#Seer Readme
Notes: Syntatically and semantically unbiased; core features will be based purely on statistics. Language-specific functions will be contained to modules.
###Current Priority
- Figure out how to collect a large sample of feed entries (n=5000). Currently most feeds only show latest 10 entries, how to get more entries?
###Usage: Rails environment is basically setup but all the "real" code is currently in /ruby for testing.

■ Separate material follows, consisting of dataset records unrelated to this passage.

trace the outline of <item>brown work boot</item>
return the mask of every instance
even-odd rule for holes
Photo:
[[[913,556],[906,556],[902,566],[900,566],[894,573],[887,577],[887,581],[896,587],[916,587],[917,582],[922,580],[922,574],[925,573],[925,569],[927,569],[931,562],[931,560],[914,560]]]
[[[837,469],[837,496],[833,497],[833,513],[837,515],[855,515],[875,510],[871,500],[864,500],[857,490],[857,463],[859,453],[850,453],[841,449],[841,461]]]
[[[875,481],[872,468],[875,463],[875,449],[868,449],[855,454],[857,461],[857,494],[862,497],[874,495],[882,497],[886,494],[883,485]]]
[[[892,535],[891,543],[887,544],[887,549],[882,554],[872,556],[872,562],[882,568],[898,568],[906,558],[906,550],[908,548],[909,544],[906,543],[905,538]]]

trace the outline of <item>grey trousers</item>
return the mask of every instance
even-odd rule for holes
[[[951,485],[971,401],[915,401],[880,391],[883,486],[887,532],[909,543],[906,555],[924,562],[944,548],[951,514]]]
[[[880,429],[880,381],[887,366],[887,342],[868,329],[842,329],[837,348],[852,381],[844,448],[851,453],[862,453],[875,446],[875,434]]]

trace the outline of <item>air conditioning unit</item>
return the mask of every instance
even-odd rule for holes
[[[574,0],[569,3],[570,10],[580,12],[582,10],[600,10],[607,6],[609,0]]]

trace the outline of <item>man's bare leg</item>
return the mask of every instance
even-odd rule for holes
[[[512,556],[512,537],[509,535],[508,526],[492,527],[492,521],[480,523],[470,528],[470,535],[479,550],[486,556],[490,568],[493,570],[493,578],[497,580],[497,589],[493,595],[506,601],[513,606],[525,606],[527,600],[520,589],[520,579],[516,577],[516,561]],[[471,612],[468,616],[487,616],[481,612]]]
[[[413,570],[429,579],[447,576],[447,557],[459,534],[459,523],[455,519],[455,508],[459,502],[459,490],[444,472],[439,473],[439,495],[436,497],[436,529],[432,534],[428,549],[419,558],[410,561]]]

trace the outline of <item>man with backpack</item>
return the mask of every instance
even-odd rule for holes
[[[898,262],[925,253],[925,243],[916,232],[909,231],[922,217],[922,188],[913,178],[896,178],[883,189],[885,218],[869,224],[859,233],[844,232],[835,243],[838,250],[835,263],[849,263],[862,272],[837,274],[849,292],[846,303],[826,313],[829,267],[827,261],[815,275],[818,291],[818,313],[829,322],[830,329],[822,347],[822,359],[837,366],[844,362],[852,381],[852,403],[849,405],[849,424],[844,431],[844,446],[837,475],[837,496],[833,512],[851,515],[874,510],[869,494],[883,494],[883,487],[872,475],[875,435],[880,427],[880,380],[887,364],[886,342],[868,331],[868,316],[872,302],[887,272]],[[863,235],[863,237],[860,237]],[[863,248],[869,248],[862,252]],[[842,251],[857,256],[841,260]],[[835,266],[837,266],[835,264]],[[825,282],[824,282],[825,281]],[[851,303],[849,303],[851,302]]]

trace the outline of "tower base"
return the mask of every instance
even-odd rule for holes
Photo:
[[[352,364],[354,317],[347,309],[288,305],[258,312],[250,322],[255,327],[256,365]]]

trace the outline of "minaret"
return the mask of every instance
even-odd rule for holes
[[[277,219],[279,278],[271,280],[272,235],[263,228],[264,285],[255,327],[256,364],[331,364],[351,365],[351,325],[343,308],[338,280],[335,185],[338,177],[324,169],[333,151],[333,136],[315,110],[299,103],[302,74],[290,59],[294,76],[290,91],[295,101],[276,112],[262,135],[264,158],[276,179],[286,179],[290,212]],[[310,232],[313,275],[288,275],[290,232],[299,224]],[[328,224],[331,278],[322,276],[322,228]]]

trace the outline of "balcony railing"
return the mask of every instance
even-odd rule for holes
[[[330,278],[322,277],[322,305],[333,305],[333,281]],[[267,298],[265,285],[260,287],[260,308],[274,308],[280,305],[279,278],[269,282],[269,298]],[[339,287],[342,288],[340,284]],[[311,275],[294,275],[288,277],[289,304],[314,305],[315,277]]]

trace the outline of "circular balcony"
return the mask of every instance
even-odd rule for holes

####samplegetter.rb run from the command line with:
$ ruby ./ruby/samplegetter.rb
This pulls from an array of feeds from ruby/samplefeeds.txt and saves their entries' contents as .txt files to ruby/testdata
####textsplitter.rb run in the command line with:
$ ruby ./ruby/textsplitter.rb
Takes the .txt files created by samplegetter.rb (ruby/testdata/*.txt) and analyzes them. Prints each unique word and its frequency, mean, and standard deviation, and saves all this output to ruby/testdata.csv. Estimates which words should belong on the blacklist by z-score and outputs the list to ruby/blacklist.txt.
###Unresolved Issues
- Alternate spellings & misspellings
- Acronyms
- Special characters
- Plurals
- Conjugations
###Future Features
- Get full posts from feeds that only show summaries (like: http://fulltextrssfeed.com/ & http://www.wizardrss.com/)
###Development Roadmap
- Feedzirra error handling (i.e. can't reach server)
- Proper merging of sample means into population moving average
- Ensure feed entries have good content length (i.e. how to detect that it's the full post and not just a summary/one-liner?)
- Word & feed trial periods. Start with some training data or just a training period?
- Figure out/test automated blacklisting
- Implement code into rails
- Finish basic feed parsing & analysis functions, test
- Determine ideal p threshold. If this is even the best approach?
- Automated feed pruning
- Develop "conceptual maps"/"relational maps" for words using Wikipedia database, and weighting based on those maps
- Incorporating presence of HTML tags in weighting word importance?
- Feed weighting according to significant correlation with "trending" words?
- Automated article recommendations based on trending words
- Automated feed discovery
- Phrase detection with markov chains (or a better approach)
###Considerations
- It may be worthwhile to NOT include a spellchecker. Misspellings are likely to be statistically insignifcant, and would likely mean that some words are mistakenly flagged as misspelled.
- For plurals, use Ruby's built-in pluralization engine. It is not perfect but may suffice
- For conjugations, consider using: https://github.com/ged/linguistics
- So far, the biggest contributor to program time is downloading all the entries. With enough feeds to check, it may not be feasible to check multiple categories each hour.
##Classes
Word => { belongs_to => category, name => string, history => serialized text => float array, pop_mean => float, pop_sd => float, alert => int, category_id => int, hour_count => int array (TEMPORARY, NOT AN ATTRIBUTE) }
Category => { has_many => [feeds, words], name => string, iterations => integer, alert_threshold => float, word_settings => serialized text => hash [word trial length, blacklist z-score], feed_settings => serialized text => hash [feed trial length, minimum post rate, prune threshold], word_stats => serialized text => hash [pop mean, pop standard deviation], blacklist => serialized text => set (of words), map (moving average parameters) => serialized text => hash [type, subset size, alpha coefficient] }
Feed => { belongs_to => category, has_many => feed_entries, name => string, url => string, alert => int, pop_mean => float, pop_sd => float, sample_mean => float, history => serialized text => int array, category_id => int }
Feed Entry => { belongs_to => feed, name => string, summary => text, content => text, url => string, published_at => datetime, guid => int, feed_id => int }